Biography

I obtained my BS degree in mathematics from Peking University, and my MS and PhD degrees in statistics from UC Berkeley. I was assistant professor at UW-Madison, visiting assistant professor at Yale University, member of technical staff at Lucent Bell-Labs, and Miller Research Professor at Berkeley in 2004 and 2015, respectively. I was a visiting faculty at MIT, ETH, Poincare Institute, Peking University, INRIA-Paris, Fields Institute at University of Toronto, Newton Institute at Cambridge University, and Flatiron Institute. I am past chair of department of statistics at UC Berkeley.

I am a member of the National Academy of Sciences and of the American Academy of Arts and Sciences.

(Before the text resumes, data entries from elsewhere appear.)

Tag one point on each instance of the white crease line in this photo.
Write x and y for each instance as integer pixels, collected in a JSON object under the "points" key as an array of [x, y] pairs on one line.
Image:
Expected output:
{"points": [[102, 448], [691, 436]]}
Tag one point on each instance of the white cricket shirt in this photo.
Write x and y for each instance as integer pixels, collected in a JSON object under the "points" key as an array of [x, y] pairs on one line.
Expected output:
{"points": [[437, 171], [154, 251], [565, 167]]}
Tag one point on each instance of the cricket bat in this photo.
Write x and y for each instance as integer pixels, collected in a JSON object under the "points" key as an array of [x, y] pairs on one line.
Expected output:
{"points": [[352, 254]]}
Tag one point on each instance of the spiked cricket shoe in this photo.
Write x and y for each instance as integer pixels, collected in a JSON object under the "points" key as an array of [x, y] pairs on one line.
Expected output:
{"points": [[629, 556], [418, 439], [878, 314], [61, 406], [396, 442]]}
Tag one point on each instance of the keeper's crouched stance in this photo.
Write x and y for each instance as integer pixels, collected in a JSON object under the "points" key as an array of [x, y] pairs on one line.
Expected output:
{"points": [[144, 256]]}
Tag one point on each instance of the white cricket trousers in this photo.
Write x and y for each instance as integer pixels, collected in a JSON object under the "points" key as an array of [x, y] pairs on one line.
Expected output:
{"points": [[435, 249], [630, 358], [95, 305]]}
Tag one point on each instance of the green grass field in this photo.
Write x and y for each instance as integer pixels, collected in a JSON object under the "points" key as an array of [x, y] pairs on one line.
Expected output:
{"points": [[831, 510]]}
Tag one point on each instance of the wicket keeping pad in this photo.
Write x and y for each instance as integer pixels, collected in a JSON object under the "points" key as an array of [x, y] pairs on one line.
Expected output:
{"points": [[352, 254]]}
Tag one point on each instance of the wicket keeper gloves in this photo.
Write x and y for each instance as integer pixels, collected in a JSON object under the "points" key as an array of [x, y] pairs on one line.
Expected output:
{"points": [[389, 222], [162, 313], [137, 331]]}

I am Past President of the Institute of Mathematical Statistics (IMS), Guggenheim Fellow, Tukey Memorial Lecturer of the Bernoulli Society, Rietz Lecturer of IMS, and a COPSS E. L. Scott prize winner.

I championed for collaborative research with experts in the subject knowledge and led research in statistical machine learning (e.g. boosting, sparse modeling, kernel methods, and spectral clustering) and causal inference (e.g. X-learner) through theoretical analysis and practical fast algorithms.

My research papers not only investigated a wide range of research topics from practice to algorithms and to theory, but also sought deep insights. The breath and depth of my research experience enabled unique and novel solutions to interdisciplinary data problems in audio and image compression, network tomography, remote sensing, neuroscience, genomics, and precision medicine.

I pioneered Vapnik-Chervonenkis (VC) type theory needed for asymptotic analysis of time series and spatio-temporal processes, and made fundamental contributions to information theory and statistics through work on minimum description length (MDL) and entropy estimation. With my students and collaborators, I developed a highly cited spatially adaptive wavelet image denoising method and a low-complexity low-delay perceptually lossless audio coder that was incorporated in Bose wireless speakers, and developed a fast and well-validated Arctic cloud detection algorithm using NASA's MISR data. With the Jack Gallant Lab and my students, I developed predictive models of fMRI brain activity in vision neuroscience that made "mind-reading" possible (or reconstruction of movies using only fMRI signals).

I served on editorial boards including Annals of Statistics, Journal of American Statistical Association, and Journal of Machine Learning Research. My leadership roles included co-chairing the National Scientific Committee of the Statistical and Applied Mathematical Sciences Institute (SAMSI), and serving on the scientific advisory committee of SAMSI and IPAM, and on the board of trustees of ICERM and the Board of Governors of IEEE-IT Society. I served on the scientific advisory committee for the IAS Special Year on optimization, statistics and theoretical machine learning. I am serving on the editorial board of PNAS and the scientific advisory committee of the UK Turing Institute for Data Science and AI.